Sayo Folawiyo: Yeah, exactly. Yeah.
Justin Norman: And then I have no sense of, but it’d be interesting to see how much of the funding for that infrastructure came from Gates or the World Health Organization or…
Sayo Folawiyo: That was another thing I was interested in. I was wondering as a payer, what role are these DFIs because, I mean, I don’t know how much more development you can get than healthcare, right, and access to healthcare. So what role are those guys playing? I imagine it must be a huge role, but you guys didn’t really discuss that.
Justin Norman: In this context, maybe we should have, but the thing on that actually is like – and this goes back to when we did the interview episode with Goke and also with Zipline in this episode – was like on the one hand, there’s availability of money in the system to do certain objectives or outcomes, but then there’s an efficiency element that exists or doesn’t exist in the context of like everything is made on vibes, right?

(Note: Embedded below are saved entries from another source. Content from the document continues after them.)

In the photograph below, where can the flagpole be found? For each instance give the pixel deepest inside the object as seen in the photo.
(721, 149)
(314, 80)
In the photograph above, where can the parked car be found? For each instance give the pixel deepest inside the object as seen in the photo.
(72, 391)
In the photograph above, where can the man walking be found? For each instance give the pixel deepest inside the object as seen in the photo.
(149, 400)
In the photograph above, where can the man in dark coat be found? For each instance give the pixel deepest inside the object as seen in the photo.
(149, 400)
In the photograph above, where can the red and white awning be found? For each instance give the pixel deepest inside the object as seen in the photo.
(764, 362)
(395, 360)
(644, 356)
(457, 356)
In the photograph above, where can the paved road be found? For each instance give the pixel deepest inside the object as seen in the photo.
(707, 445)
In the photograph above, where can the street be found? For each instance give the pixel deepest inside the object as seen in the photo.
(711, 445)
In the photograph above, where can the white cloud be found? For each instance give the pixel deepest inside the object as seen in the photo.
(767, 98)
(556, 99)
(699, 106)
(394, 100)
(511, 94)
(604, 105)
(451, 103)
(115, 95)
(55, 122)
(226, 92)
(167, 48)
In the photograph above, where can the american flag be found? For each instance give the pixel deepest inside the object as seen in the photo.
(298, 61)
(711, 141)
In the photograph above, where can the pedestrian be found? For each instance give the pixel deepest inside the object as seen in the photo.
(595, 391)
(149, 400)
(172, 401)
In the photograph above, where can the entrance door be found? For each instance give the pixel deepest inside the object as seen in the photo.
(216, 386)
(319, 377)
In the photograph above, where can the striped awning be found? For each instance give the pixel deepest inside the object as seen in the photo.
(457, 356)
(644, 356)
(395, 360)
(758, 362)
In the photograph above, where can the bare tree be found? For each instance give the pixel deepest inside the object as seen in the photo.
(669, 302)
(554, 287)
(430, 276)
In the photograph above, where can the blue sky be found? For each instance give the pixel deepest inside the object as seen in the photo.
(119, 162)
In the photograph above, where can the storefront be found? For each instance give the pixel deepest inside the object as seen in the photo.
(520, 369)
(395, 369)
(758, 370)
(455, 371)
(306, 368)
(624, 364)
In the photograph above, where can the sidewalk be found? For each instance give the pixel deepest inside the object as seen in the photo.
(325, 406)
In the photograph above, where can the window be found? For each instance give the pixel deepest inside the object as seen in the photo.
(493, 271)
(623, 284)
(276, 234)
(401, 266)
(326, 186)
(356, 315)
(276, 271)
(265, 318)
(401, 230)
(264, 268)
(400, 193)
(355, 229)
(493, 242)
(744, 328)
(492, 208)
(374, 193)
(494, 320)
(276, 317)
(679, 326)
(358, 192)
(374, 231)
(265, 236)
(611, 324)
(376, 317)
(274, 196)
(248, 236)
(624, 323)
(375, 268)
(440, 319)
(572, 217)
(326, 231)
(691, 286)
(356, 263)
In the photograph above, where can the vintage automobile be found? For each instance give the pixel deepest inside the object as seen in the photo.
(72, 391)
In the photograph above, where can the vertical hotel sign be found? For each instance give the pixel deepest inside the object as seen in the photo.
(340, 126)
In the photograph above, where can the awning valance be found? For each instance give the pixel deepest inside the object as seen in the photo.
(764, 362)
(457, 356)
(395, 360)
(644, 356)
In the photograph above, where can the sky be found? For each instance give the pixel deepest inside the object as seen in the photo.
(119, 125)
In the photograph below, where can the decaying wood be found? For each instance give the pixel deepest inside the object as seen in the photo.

There’s not enough diagnostics, there’s not electronic medical records. And then also in the context of Zipline and the availability of essential medicines, like if they’re stocking, you know, whatever percentage greater of their working capital and inventory, and a lot of that’s going to go to waste like there’s a lot of other problems above and beyond just the availability of money or the availability of supplies that are bought with the money that these grant-funded organizations provide. And that is perhaps, you know, the role that technology is playing is like, maybe there actually is some good money in the system, not just from the development institutions, but also from, you know, pharma and from insurance. But the efficiency and the input-output, the data, you know, the logistics, like all of that struggles to deal with the fragmentation of the systems.
Sayo Folawiyo: Yeah, it’s very complicated. Whew. I was like, man, this is like so many moving parts. Even still now I don’t feel, you know, generally, I can kind of wrap my head around stuff. I didn’t feel my head is wrapped around this value chain at all.
Justin Norman: Well, it’s the same thing as earlier in the season with fintech where we said it’s very hard to create a podcast episode. And we were talking about fintech in the midst of a three-part series that we did. So maybe moving forward, if we want to cover a topic, it needs to be a full season.
Sayo Folawiyo: Yeah. And I think that’s the cool thing about this season, as well is like, shit, we don’t know shit.
Justin Norman: We really don’t know anything.
Sayo Folawiyo: Let’s go deeper, you know, which is cool. I like that.